Hands down, I want to see programmable weight based dosing on a commercial unit. All grinders should include a pulse button (a pressure switch, not an on/off switch) to allow the operator to make small adjustments to the dose on the fly. I would like to see improvements in hopper design, specifically air tight sealing between the hopper and the lid, the hopper and the gate mechanism, and between the hopper and the grinder throat (all of this is happening now...but slowly).
Other than that I guess low internal retention is nice at home and in a shop.
TonyVan Senior Member Joined: 24 May 2010 Posts: 273 Location: Pacific Northwest Expertise: I love coffee
Espresso: GS/3, La Pavoni Grinder: Macap M7K, Rocky Drip: Kone
Posted Sat Aug 25, 2012, 11:21pm Subject: Re: Shortcomings in high end grinders
There are many, many threads on this topic here and on other sites, but they all seem to boil down to a few essential points:
Big commercial grinders in general provide a high grind quality that just isn't replicated otherwise: it's not just about their speed, capacity or build quality. There may be excellent smaller grinders giving better dollar-value, but in absolute terms, the big machines really are in another class.
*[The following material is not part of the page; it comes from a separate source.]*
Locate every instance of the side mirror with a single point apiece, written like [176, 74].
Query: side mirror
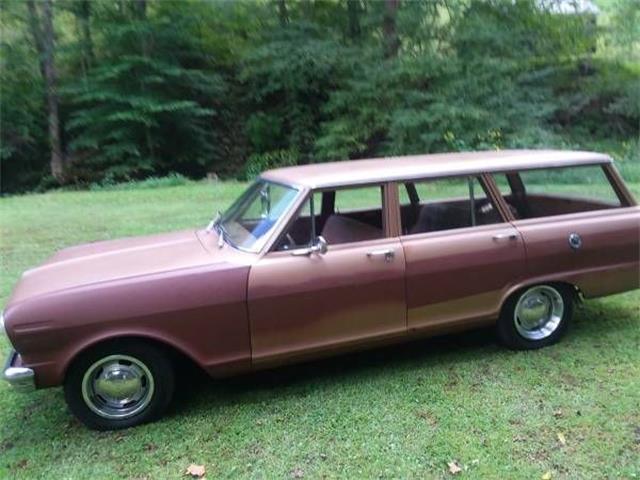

Commercial grinders are usually very large, so you need to be prepared to live with a really big grinder and/or perform hopper modifications that either shrink or eliminate the hopper in favor of a single-dosing or limited-capacity arrangement.
The large-capacity hoppers on commercial grinders and their consistent fill of 1-3 pounds of beans are overwhelmingly believed to be an essential design factor and assumption in their grind consistency. So trying to use a commercial grinder with a few ounces of coffee - or single-dosing - with the stock hopper will not deliver the results you paid for. You CAN get great single-dosing or small-hopper results with small amounts of beans, but to accomplish this almost everyone believes that modifications (replacement cylinder hoppers, weights etc.) are required to mimic the original design's loading expectations.
Since commercial units are assumed to be grinding shot after shot in quick succession, retention of ground coffee in the grind path - and sometimes quite a bit of it - is accepted with little or no concern in that environment. But given the more occasional duty cycle at home, this can mean a lot of wasted stale coffee. So in choosing a commercial-style machine for home use, there's a premium on being able to quickly and easily brush out or otherwise clear the grind path of the complete dose.
Unfortunately, the quantity of home-use buyers for this type of high-end machine is limited enough, in commercial terms, that the numbers just don't support building an "ultimate" machine for this small market. So those of us looking for this kind of capability are required to make the best available choice from products designed for a different environment, and then domesticate the giant with careful modifications. This CAN be done, however, and with superb results.